The world of defending a criminal case used to be simpler. As I look around my office at lawyers who have practiced in excess of 50 years, I realize how much the landscape has changed in just a generation or two. Nowhere is this more apparent than in the increasing number of civil proceedings that accompany even a misdemeanor criminal case today. What is relatively new as well is the new landscape on college campuses of Title IX requirements in cases where sexual misconduct is alleged.
I recently lunched with a parent of a college student. She told me a story about how her son, a college freshman, had engaged in a consensual sexual encounter with a young lady. Both parties were students at the same university. It is reported that the Feds have implemented new policies under the Obama administration that seek to curtail the number of sexual assaults on college campuses. The simple version is that many, if not most, college campuses receiving Title IX funding have requirements regarding sexual conduct for students, which can include getting verbal consent and permission for each and every sexual act as a situation progresses (i.e., kissing, touching, etc.). What has accompanied the new policies is an increase in staffing at most universities, usually in the form of additional assistant deans of students and staff to investigate claims of sexual misconduct by a student.
Students who are accused are often asked to come in and give a statement to a hearings officer within hours of the initial allegation. Many are blindsided by the quick process and have no idea what the impact might be on their future. A finding of sexual misconduct will stay on the student’s academic record forever. Statements in the academic setting are also useful to law enforcement in the event of a criminal investigation. Yes, a student can appeal the findings and sanctions. What is the nature of this appeal? Typically, the student is allowed to present evidence but is not allowed to have any meaningful legal assistance at the disciplinary appeal hearing. A lawyer can attend with the student but essentially must sit like a potted plant—with the exception that the lawyer and student may pass notes to one another.
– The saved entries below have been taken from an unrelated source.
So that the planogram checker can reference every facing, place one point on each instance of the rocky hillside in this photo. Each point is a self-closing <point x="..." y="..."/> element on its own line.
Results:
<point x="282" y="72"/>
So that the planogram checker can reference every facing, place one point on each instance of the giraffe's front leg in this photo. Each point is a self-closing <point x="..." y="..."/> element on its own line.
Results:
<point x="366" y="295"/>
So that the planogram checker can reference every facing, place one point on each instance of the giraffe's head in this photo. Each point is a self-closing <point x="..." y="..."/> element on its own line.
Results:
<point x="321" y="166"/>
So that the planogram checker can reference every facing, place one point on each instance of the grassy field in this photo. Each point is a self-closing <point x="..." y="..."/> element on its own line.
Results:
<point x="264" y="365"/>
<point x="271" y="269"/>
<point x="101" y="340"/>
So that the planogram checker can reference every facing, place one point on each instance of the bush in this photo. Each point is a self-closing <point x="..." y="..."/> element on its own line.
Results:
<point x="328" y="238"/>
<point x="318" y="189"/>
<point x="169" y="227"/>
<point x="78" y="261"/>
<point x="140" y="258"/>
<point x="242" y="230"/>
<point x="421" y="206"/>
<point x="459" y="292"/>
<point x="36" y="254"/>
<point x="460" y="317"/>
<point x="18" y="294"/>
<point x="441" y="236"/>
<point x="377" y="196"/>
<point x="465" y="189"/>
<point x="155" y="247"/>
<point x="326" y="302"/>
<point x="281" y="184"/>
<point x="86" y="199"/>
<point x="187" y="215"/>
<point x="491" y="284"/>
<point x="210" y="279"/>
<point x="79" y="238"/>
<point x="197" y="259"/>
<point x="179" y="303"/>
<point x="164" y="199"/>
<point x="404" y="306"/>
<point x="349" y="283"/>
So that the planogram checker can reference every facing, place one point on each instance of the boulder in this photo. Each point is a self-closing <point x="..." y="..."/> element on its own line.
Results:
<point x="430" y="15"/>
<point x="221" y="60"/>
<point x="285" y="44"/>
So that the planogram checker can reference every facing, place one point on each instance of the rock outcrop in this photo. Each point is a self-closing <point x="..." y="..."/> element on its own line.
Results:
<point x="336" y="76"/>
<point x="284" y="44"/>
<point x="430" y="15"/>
It is difficult to believe that this is a process adopted by thinking individuals who ostensibly should be modeling fairness and due process. There are civil lawsuits being filed to attempt to change this imbalanced process, and there are high-profile horror stories. The attempt to curtail sexual misconduct on campuses is a noble goal and should be pursued. However, given the short track record of recent cases on campuses involving the new initiative, you have to wonder if basic principles of fairness have taken a back seat to a well-intentioned political agenda.
We’ve seen this play before in the context of other types of cases. Civil judges often have hearings early in a process following an arrest over whether to grant a protective order in a family violence case. The criminal defense attorney should never ignore this and the pitfalls as well as the opportunities it presents. In child abuse cases, there is often concurrent family law litigation moving much more quickly than the criminal case, and it can have huge consequences on the outcome of the case. I have three criminal cases right now in which the alleged victim has filed a concurrent civil suit for monetary damages. As discussed above, statements made by students at their “initial meeting” with a dean of students representative can greatly impact the outcome of a future sexual assault case in district court.
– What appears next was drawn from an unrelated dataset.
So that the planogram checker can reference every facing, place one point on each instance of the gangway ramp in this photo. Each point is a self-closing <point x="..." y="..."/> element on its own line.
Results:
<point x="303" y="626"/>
It is not my role to advise anyone about policy matters on how we handle the serious issues of sexual assault, family violence, or child abuse. However, it is at the heart of all TCDLA members, judges, and prosecutors to consider how an individual accused is treated when well-intentioned policies are implemented that lack fundamental fairness. If you have such a case, get involved early and fight for your client. The fight can be long, difficult and take more time than you ever expected. However, it is your duty to engage rather than turning a blind eye to concurrent civil and administrative proceedings that can shape the outcome and your client’s future.